Tracking crypto fraud with unspent transaction outputs

The author uses real-life examples from his fraud investigations to dispel a major myth about bitcoin’s anonymity, showing just how traceable the digital currency is. Unspent transaction outputs are one mechanism to track payments on the blockchain and ultimately discover who’s behind any illicit activity.
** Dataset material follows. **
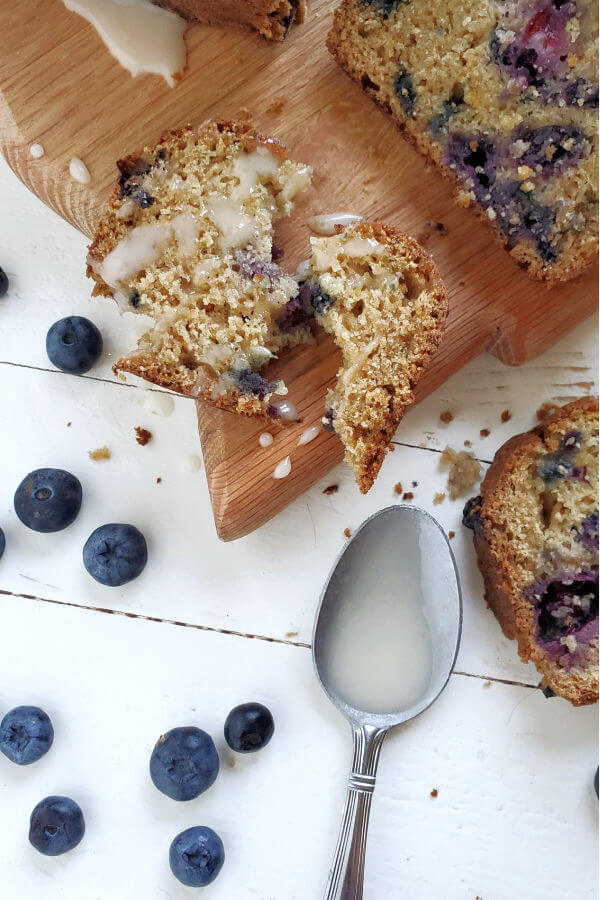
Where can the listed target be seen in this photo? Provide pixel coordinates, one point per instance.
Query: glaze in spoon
(385, 640)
When the enigmatic inventor of bitcoin, Satoshi Nakamoto, published the white paper, “Bitcoin: A Peer-to-Peer Electronic Cash System” in 2008, it introduced the world to the now-famous digital currency. Nakamoto described bitcoin as a peer-to-peer version of electronic cash that would circumvent financial institutions through a decentralized system, allowing people to wrest control from financial elites. Privacy was central to Nakamoto’s vision, and transactions appeared anonymous because they involved addresses that concealed users’ real identities. Two anonymous parties could establish trust through a “cryptographic proof,” known as proof-of-work, that verified the validity of their transactions. And while bitcoin’s cryptographic proof might’ve helped fuel the idea in the public that users’ identities were cloaked in secrecy and difficult to trace, thus providing security to those looking to hide illicit activity, the reality is that bitcoin isn’t anonymous. Rather, it’s pseudonymous, much like authors use pseudonyms to hide their identities. (See “Bitcoin: A Peer-to-Peer Electronic Cash System,” by Satoshi Nakamoto,, 2008; “Who is the mysterious Bitcoin creator Satoshi Nakamoto?” by Cointeligraph; “Cryptocurrency’s Myth of Anonymity,” Wired Gadget Lab podcast, Feb. 9, 2023; and “How ‘Trustless’ Is Bitcoin, Really?” by Siobhan Roberts, The New York Times, June 22, 2022.)

That pseudonymous nature might provide a certain level of privacy to its users, but it doesn’t mean that fraud examiners can’t trace the movement of bitcoin and discover its users’ identities. Indeed, some of bitcoin’s most important features and functions provide a wealth of data that investigators can use to track bitcoin transactions and crack fraud cases in which cryptocurrency is involved. Here, I’ll demonstrate how one such mechanism of bitcoin, its unspent transaction output (UTXO) system, makes it highly traceable and how it can facilitate fraud investigations.